KUALA LUMPUR (Reuters) - Malaysia cannot force rare earths miner Lynas Corp to leave despite opposition from some people who fear the risk of radioactivity from waste at the firm’s processing plant, the nation’s state news agency cited the prime minister as saying.
The Australian company has been running the plant in Malaysia since 2012 using rare earths mined from Mount Weld in Western Australia. The Malaysian government is expected to make a decision on renewing its operating licence by mid-August.
Talking to reporters on Thursday during a visit to Japan, Prime Minister Mahathir Mohamad said the 600 Malaysian employees at the plant in the state of Pahang were not afraid to keep working there, according to Malaysian state news agency Bernama.

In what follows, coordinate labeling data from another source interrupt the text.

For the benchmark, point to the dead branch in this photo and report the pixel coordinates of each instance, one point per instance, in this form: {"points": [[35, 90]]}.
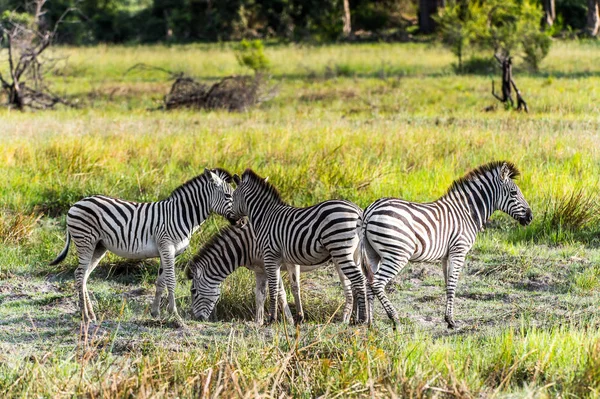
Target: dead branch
{"points": [[508, 84], [25, 47], [233, 93]]}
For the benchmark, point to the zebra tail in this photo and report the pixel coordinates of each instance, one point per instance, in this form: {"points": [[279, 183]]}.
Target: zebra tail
{"points": [[364, 259], [61, 256]]}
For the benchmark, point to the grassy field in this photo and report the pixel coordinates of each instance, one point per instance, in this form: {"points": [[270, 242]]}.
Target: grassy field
{"points": [[358, 122]]}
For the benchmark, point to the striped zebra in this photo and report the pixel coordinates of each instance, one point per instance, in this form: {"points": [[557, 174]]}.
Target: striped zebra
{"points": [[232, 248], [300, 236], [143, 230], [393, 231]]}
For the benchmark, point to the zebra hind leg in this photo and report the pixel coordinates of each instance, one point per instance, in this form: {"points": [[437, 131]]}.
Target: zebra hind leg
{"points": [[272, 267], [454, 265], [389, 269], [84, 254], [358, 283]]}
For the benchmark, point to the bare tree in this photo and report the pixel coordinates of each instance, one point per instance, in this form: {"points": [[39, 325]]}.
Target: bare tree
{"points": [[428, 9], [549, 12], [25, 41], [347, 30], [508, 84], [593, 22]]}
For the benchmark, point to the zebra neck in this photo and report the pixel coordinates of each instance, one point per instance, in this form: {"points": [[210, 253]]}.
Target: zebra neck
{"points": [[258, 209], [189, 211], [479, 204]]}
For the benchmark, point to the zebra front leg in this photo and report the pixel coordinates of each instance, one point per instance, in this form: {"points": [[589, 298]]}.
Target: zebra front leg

“We invite them and then we kick them out. Others will say the country made a promise but, when there is a problem, we kick them out ... we cannot do that,” he was quoted as saying by Bernama.
Lynas shares were up 3% at A$2.89 on Friday.
Reuters reported on Monday, quoting two sources with direct knowledge of the matter, that the Malaysian government planned to extend Lynas’ licence to operate the plant by a Sept. 2 deadline, though it could be for a shorter duration than the usual three years.
A decision to renew the licence is important for the market for rare earths, as Lynas is the biggest producer outside China. Beijing has in the past tightened supply of the materials, used in everything from military equipment to high-tech consumer electronics.
Mahathir said expert studies had indicated that the waste was not hazardous to health and that he believed there was a way to further reduce radioactivity, without giving further details.
“There are quarters who do not accept the experts’ decision,” Mahathir said. “This poses a problem, if we ask the experts to make the study, but we reject it. What is the purpose of asking the experts to make the study?”